Business & Finance Stocks-Mutual-Funds

Types of Stockbroker Fraud

    Profit at Your Expense

    • Losing money on a stock on the suggestion of your broker does not automatically qualify for stockbroker fraud. If your stockbroker profits while your investments take a hit, then you might want to investigate the matter further to determine if fraud has taken place. Stockbrokers can use complicated methods to hide the source of poor investments, thus a lawyer specializing in stock fraud is usually required for litigation (Stock Broker Fraud).

    Unsuitable Risk

    • Federal law demands that stockbrokers consider their client's risk tolerance when making stock suggestions. Important factors for suitable risk include age, net worth and education. Shadier stockbrokers often suggest stocks that have a chance to "blow up" and earn the broker a larger commission, but also carry a greater risk of losing value and turning into "penny stocks."

    Excessive Activity

    • Excessive activity--"churning," in stockbroker jargon--occurs when a stockbroker promotes unnecessary transactions.

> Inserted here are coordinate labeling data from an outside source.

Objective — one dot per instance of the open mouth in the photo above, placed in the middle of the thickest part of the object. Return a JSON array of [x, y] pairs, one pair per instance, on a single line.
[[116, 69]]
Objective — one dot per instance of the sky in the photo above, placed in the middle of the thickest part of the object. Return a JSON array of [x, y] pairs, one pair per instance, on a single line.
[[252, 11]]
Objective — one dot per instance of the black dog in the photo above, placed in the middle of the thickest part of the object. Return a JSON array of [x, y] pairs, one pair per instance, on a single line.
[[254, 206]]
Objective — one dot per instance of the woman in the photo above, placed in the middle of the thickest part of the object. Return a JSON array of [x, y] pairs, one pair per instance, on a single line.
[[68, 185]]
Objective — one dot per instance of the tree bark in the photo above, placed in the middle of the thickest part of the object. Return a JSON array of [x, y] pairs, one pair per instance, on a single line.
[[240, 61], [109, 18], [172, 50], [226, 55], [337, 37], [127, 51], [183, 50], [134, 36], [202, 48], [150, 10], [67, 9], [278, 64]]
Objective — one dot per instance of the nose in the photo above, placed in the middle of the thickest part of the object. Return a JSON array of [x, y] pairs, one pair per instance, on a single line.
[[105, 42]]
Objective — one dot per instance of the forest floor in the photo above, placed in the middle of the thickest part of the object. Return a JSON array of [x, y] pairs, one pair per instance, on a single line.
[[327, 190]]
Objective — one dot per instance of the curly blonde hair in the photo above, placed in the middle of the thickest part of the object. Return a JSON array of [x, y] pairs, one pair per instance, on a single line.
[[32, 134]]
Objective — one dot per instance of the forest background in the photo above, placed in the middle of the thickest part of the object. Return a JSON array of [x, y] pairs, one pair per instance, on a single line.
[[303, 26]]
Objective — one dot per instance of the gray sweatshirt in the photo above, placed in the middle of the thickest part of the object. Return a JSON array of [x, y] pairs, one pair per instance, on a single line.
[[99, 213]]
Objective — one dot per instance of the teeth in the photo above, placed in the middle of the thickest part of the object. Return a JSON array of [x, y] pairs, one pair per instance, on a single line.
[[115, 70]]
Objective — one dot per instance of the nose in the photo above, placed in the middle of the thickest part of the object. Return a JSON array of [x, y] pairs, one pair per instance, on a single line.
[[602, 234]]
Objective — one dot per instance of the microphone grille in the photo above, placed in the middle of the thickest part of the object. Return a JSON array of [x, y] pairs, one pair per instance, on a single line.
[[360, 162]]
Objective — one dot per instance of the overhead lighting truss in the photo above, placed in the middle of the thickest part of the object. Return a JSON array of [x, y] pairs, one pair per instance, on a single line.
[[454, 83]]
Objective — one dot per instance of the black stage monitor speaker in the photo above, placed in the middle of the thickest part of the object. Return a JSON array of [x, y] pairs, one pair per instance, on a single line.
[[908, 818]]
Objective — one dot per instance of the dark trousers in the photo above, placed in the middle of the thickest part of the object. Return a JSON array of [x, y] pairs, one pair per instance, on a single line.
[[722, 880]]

Stockbrokers almost always work on commission, and by suggesting unnecessary movement of investments, the broker can generate a much greater commission for himself or the firm. Whether churning occurs greatly depends on the type of investment the investor holds, but short investment periods can indicate potential churning.

    Conflict of Interest

    • The movie "Boiler Room" popularized the idea of a shady company that sells worthless stocks for friends of the firm. In general, a stockbroker should not advise investing in companies with which they hold personal ties, but this does not preclude the stockbroker and investor holding shares in the same company. An example of this fraud might occur like this; a fraudulent stockbroker persuades his clients to invest in a relative's company, merely to help prop that company's stock, then quickly sell while the value remains high.

    Filing Complaints

    • Many firms and stockbrokers require their clients to sign an arbitration form before actual investing happens. If the client feels fraud or other violations of the investor/broker relationship occurred, the arbitration agreement usually requires an in-house settlement. Arbitration agreements often prevent civil lawsuits and most investors settle out of court, according to securitiesfraud.org. If the broker refuses to settle, the investor may file a complaint at the SEC website, sec.gov.